La prima stazione dopo Molteno (vedere linea Lecco-Como), è quella di
Costa Masnaga, appartenente al circondario dì Como.
Costa Masnaga (ab.
2416 - alt. 325)
A poca distanza dal Lago di Pusiano, a Km. 17 da Lecco. Il grosso del
paese resta a destra della stazione, a dieci minuti, e vi si può
accedere per una strada discretamente ascendente, che è in
proseguimento della carrozzabile che viene da Molteno. Al termine
della salita, s'apre l'ampia piazza rettangolare, fiancheggiata da
cappellette e da un lungo filare di cipressi. Subito si presenta la
chiesa Prepositurale della B. V. Assunta, vasta, a tre navi, con
affreschi del Rivetta, ai lati dell'altar maggiore, E stata ampliata
su disegno del Moraglia.

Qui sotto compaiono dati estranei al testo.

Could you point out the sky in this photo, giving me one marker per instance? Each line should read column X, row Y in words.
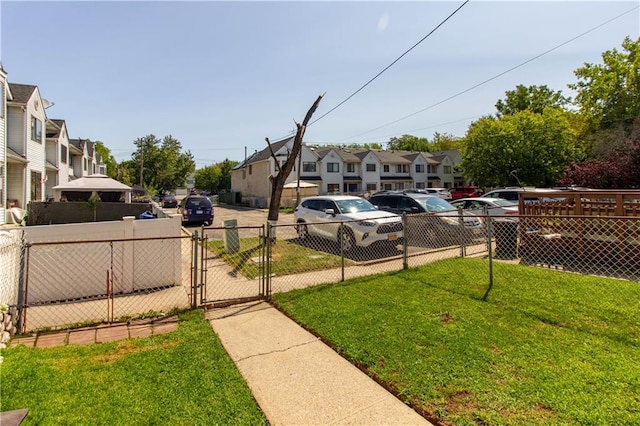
column 221, row 76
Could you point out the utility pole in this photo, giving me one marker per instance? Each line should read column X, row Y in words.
column 141, row 166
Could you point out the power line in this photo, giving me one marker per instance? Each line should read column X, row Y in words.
column 496, row 76
column 389, row 66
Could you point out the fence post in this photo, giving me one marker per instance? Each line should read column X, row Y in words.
column 194, row 275
column 341, row 238
column 490, row 249
column 405, row 243
column 463, row 233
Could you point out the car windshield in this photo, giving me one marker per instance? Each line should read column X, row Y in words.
column 435, row 204
column 355, row 206
column 198, row 202
column 504, row 203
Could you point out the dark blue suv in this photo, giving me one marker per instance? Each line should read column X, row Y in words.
column 196, row 208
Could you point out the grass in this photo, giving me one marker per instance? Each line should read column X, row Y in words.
column 182, row 377
column 287, row 257
column 545, row 348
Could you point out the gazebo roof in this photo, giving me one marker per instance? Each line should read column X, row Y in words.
column 96, row 182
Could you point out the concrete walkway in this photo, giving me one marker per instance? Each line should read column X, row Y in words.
column 298, row 380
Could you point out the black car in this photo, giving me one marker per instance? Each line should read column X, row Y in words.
column 169, row 201
column 431, row 217
column 196, row 208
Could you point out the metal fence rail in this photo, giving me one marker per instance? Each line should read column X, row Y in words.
column 74, row 283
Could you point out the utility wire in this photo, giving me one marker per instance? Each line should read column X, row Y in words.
column 496, row 76
column 389, row 66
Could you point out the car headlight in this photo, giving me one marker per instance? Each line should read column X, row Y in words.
column 366, row 223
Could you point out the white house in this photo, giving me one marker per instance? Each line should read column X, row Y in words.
column 4, row 94
column 26, row 119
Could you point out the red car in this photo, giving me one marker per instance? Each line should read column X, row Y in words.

Posizione incantevole, con vista dei laghi
briantei, del Pian d'Erba, del Cornizzolo e, tutto in giro ha numerose
frazioni che completano il ridentissimo villaggio, frazioni che
assommano a ben 34, sorgenti, quasi tutte, su apriche collinette.
L'industria tessile vi è in
pieno sviluppo. Numerosi sono gli stabilimenti, d'onde escono coperte,
damaschi, tappeti, con larga e continua esportazione. Più di 2000
operai lavorano in paese. Nei pressi della stazione, evvi
un'importante fabbrica di carri ferroviari.
Più oltre, in frazione
Tregolo, ammirasi la magnifica Villa Beretta, con fascie e colonne di
granito, in istile Rinascimento. Vi è annessa la chiesetta dei SS.
Francesco e Michele, con cupola ottagona e buoni quadri d'autore. Nei
ricco giardino che vi è davanti, e che domina il piano sottostante fin
oltre Lambrugo ed Inverigo, sorge una torre medioevale, interamente
restaurata, Monumento Nazionale.
In frazione Camisasca, a
picco sul Lambro, di contro a Lambrugo, nel medioevo eravi un
fortilizio. Nelle recenti escavazioni si rinvenne una tomba romana,
con monete di Costantino, di Crispo e dei successori.

In frazione Sommariva, in un
bosco di robinie, lungo la ferrovia, si esumarono pure quattro tombe a
cremazione gallo-romane e in frazione Pettana, nel 1850, a 50 metri
dall'abitato, apparve una tomba avello di sarizzo.
Prima della stazione, si
allinea il bel Viale della Rimembranza dedicato ai 53 Caduti di guerra
e, nel Cimitero, una lapide provvisoria ne tramanda la memoria.
Posta e Telegrafo — Telefono
a Lambrugo — Banca Popolare — Buoni alberghi — Asilo Infantile di S.
Francesco.
Chi volesse da Molteno,
seguendo la via della Vittoria, recarsi a Costa Masnaga, coglierebbe
l'occasione di compiere una bella passeggiata per una ruotabile che,
passando da Garbagnate Monastero, s'inoltra in un bosco ombroso. Al
primo quadrivio, tenendo a destra, si va a Costa Masnaga, volgendo a
sinistra si viene a Barzago, in proseguimento si raggiunge Bulciago,
di cui è cenno più avanti.
Garbagnate Monastero
(ab. 1364 - alt. 297)
Frazioni : Brongio, Tregiorgio. Si sbocca in paese, dopo una sensibile
salita. Sede del Comune nella frazione di Brongio Sup. (m. 313), nella
cui chiesa dei SS. Bernardo e Teodoro trovansi due lapidi, con
medaglioni, in ricordo dei 18 Caduti di guerra.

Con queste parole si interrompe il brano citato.